Earlier works like "Overlay" from 2017 and "Cilia, blinking cilia" from 2018, the latter rendered in acrylic and graphite on paper, hint at the experimental curiosity that underpins even her most lushly decorative pictures. Mollett is not a painter content to repeat a formula. The mixed media approach she favours, often combining oil and acrylic on calico or canvas, speaks to an ongoing investigation into what paint can do and how different materials in combination can extend the possibilities of a surface. "Divers" and "Seams of Marl", both from 2020, suggest a painter equally comfortable with the aquatic and the geological, with subjects that ask us to think about depth and layering, both as physical realities and as metaphors for the act of painting itself.

Francesca Mollett
G.h., 2019
For collectors, Mollett represents the kind of opportunity that presents itself only when a genuinely serious painter is still in the ascendant phase of her recognition. Her works on calico in particular have attracted strong interest from those who appreciate the material intelligence behind her choices, the way the support becomes an active participant in the finished image rather than a neutral ground. Collectors drawn to the School of London tradition, to the work of painters like Celia Paul or Cecily Brown, or to the broader landscape of contemporary British figurative painting will find in Mollett a natural point of connection. Her work also sits comfortably in dialogue with painters working in France and across Europe who share her commitment to colour as a primary expressive tool.
Within the broader context of art history, Mollett belongs to a rich and living tradition of painters for whom the garden and the interior are never merely decorative subjects.
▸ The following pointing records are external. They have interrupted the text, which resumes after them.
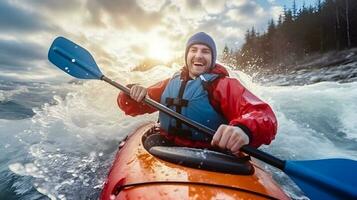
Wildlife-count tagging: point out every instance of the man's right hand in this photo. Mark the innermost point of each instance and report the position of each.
(138, 92)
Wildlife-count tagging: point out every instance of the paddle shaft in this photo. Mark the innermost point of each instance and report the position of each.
(276, 162)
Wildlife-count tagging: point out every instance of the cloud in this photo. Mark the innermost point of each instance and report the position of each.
(122, 14)
(152, 5)
(20, 54)
(17, 19)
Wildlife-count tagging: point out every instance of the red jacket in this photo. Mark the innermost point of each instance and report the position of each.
(238, 105)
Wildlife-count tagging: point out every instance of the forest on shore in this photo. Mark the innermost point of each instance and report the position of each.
(330, 25)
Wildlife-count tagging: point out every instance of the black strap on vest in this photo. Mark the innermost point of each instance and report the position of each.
(178, 102)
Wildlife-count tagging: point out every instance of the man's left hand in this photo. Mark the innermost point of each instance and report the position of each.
(230, 138)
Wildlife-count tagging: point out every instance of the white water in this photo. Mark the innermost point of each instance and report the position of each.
(65, 150)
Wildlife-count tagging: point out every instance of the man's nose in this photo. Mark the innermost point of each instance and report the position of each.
(199, 54)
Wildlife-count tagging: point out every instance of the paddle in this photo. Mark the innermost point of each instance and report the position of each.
(319, 179)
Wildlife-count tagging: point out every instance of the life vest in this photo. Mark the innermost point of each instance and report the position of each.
(190, 98)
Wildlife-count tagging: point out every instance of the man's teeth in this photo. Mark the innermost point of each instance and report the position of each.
(196, 63)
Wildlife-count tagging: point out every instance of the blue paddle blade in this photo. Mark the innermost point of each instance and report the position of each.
(325, 179)
(73, 59)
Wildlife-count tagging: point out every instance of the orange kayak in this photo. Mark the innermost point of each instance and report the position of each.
(146, 168)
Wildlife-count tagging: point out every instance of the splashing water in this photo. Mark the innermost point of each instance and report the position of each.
(65, 148)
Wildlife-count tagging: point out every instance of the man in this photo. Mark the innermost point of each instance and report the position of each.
(203, 92)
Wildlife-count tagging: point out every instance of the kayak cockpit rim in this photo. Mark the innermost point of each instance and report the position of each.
(203, 159)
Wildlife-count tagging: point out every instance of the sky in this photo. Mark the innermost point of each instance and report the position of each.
(123, 32)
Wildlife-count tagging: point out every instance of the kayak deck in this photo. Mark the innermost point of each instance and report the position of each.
(137, 174)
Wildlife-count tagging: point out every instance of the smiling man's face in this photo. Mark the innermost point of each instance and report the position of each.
(199, 59)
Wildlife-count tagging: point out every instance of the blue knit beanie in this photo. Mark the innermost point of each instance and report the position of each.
(202, 38)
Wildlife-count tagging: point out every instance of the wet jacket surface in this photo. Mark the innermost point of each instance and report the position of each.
(229, 97)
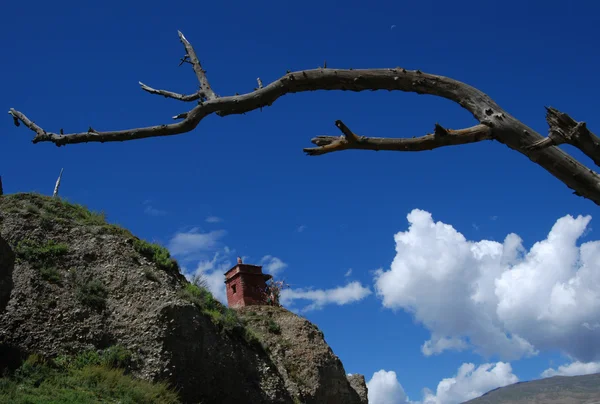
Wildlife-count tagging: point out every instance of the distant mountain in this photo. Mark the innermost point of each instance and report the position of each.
(553, 390)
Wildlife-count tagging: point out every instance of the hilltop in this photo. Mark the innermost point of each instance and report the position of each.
(73, 285)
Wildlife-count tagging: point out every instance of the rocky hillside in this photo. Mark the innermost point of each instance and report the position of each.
(70, 282)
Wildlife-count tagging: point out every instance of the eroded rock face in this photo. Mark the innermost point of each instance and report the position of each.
(312, 372)
(359, 385)
(90, 288)
(142, 309)
(7, 263)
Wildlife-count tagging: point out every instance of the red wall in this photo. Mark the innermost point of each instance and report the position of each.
(248, 286)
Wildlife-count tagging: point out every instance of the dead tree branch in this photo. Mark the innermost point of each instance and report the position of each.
(493, 121)
(564, 129)
(55, 193)
(441, 137)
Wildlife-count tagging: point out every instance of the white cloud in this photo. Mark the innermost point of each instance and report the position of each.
(384, 388)
(152, 211)
(573, 369)
(272, 265)
(470, 382)
(350, 293)
(497, 298)
(190, 244)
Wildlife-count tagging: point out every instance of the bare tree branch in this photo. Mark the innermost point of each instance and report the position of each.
(170, 94)
(440, 138)
(564, 129)
(494, 122)
(55, 193)
(205, 89)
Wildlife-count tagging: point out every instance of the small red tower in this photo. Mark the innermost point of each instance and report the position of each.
(245, 285)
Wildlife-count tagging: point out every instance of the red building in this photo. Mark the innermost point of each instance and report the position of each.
(245, 285)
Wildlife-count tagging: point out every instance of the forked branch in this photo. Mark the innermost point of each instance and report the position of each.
(493, 122)
(564, 129)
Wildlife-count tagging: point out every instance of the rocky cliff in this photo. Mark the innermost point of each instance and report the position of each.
(69, 281)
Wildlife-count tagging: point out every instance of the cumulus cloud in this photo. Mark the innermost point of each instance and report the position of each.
(497, 298)
(151, 210)
(194, 243)
(384, 388)
(573, 369)
(341, 295)
(470, 382)
(272, 265)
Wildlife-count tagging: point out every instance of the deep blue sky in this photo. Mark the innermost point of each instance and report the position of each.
(70, 65)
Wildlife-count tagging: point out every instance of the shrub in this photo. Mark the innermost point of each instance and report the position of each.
(156, 253)
(116, 356)
(82, 379)
(93, 294)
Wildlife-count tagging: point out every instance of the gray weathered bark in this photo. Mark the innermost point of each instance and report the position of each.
(494, 122)
(55, 193)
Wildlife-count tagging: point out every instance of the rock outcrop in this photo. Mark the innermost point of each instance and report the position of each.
(7, 263)
(80, 283)
(310, 369)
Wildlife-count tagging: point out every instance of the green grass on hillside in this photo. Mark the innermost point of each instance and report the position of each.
(90, 377)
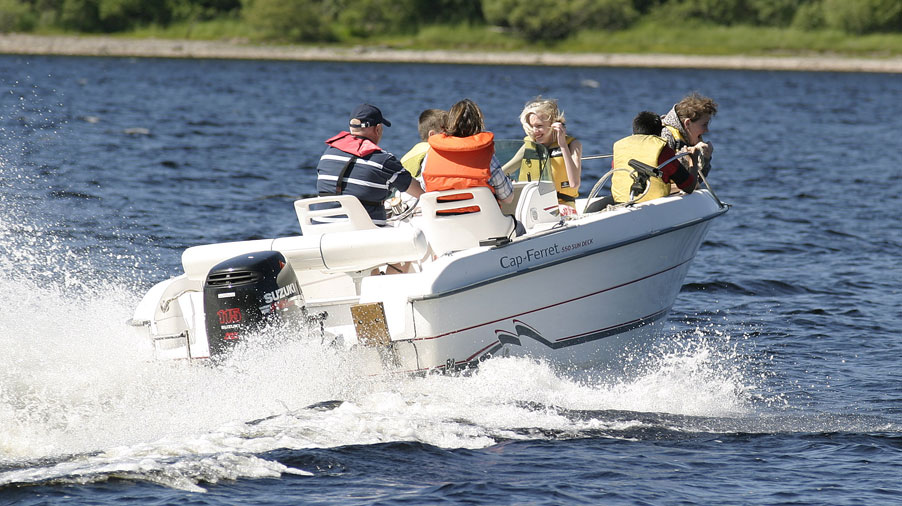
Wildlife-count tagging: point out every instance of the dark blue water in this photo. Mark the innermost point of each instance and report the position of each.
(779, 381)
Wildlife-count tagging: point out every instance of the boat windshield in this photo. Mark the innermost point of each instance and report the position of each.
(522, 162)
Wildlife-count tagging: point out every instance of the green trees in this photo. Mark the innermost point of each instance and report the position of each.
(330, 20)
(557, 20)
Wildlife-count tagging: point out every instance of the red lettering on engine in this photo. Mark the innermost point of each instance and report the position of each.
(231, 315)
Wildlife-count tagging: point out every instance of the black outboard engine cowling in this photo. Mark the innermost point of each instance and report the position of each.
(246, 293)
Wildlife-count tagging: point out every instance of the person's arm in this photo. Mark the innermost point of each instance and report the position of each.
(674, 172)
(572, 155)
(514, 163)
(504, 189)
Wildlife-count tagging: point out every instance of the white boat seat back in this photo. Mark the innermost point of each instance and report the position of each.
(537, 204)
(454, 232)
(334, 213)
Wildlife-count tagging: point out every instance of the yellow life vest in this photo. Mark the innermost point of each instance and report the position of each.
(530, 170)
(646, 149)
(413, 160)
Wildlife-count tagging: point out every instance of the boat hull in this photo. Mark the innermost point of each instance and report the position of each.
(590, 292)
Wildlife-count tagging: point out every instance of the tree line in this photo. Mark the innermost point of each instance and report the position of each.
(335, 20)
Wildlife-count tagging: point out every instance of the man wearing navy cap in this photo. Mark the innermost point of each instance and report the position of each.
(354, 164)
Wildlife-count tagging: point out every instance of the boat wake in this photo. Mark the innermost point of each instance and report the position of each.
(81, 401)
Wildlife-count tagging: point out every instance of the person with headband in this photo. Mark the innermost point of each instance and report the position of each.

From the late Impressionists through to the mid century colourists, the domestic and natural world has served as the arena in which some of the most ambitious painting has been made. Mollett understands this lineage intuitively and contributes to it with genuine originality. Her bold palette, her loose and confident brushwork, her willingness to let a composition breathe and even to let paint move in ways that exceed strict description, these are the marks of a painter who has earned her confidence through sustained and serious looking.

Francesca Mollett
Maiden, Mother, Hag, 2020
What makes Mollett matter today is precisely this combination of deep rootedness and contemporary aliveness. She is a painter who can hold the memory of a sun soaked French garden and the physical reality of a Cornish hillside in the same sustained gaze, finding in both the same quality of intense, grateful attention. In an art world that often rewards novelty over depth, her commitment to the act of painting itself, to colour, to light, to the particular way the world presents itself to an eye trained to receive it fully, feels not only admirable but necessary. Collectors who find her work now will find themselves in the company of a painter who is only becoming more fully herself with every canvas she completes.